It’s a cruel year when we have to mourn Bo Diddley, Isaac Hayes and Mahmoud Darwish, three personages that are so big it is hard for me to think of them as dead. All these guys were revolutionaries in their own ways.
Isaac Hayes passed on Sunday, and I will not repeat the incredible details of his life here, since you can read them yourself in this very good Washington Post obit.
Hayes’ 1974 song “Hung Up On My Baby” has probably my favorite guitar lick of all time (OK, with the possible exception of some Ali Farka Toure stuff, but I consider any comparisons with him unfair). It’s the one sampled in the Geto Boys’ “Mind Playing Tricks On Me,” and it’s completely haunting and unforgettable.

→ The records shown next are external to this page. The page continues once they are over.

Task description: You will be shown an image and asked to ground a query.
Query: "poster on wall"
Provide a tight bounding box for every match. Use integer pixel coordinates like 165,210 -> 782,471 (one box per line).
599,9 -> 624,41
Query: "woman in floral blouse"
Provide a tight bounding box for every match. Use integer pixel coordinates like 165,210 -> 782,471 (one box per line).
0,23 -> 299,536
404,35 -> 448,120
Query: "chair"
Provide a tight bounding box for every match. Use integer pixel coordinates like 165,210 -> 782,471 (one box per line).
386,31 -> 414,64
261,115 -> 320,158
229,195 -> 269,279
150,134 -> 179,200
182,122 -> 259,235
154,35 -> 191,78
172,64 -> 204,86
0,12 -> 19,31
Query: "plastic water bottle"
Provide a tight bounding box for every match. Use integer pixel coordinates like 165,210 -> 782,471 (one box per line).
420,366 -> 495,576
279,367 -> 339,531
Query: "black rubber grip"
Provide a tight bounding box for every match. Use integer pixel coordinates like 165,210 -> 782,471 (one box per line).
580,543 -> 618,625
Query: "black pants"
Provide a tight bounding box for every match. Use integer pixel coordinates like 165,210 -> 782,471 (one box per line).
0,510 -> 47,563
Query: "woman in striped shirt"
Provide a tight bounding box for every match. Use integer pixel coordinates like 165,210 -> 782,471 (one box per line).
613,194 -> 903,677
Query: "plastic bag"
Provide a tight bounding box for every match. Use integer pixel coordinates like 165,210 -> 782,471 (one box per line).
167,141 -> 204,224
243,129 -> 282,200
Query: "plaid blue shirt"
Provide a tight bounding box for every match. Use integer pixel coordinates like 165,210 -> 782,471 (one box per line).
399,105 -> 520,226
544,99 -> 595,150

The song also has the second best guitar lick ever, which 2nd II None sampled in their early 90s hit, “If You Want It,” which was one of my favorite songs when I was about 12. Little did I know how much better the original was.
Mahmoud Darwish was, of course, a Palestinian poet — the Palestinian poet, really. His death on Saturday is a big loss not just because of his artistic genius but also because he was a voice of compassion, reason and nuance in a conflict and region rife with extremes. I feel lucky I got to see him read in person in Damascus in 2005. Here’s a decent LA Times obit (read it now because the link will probably only work for a while).
I’ll fill for them the parting glass, and I hope you’ll do the same.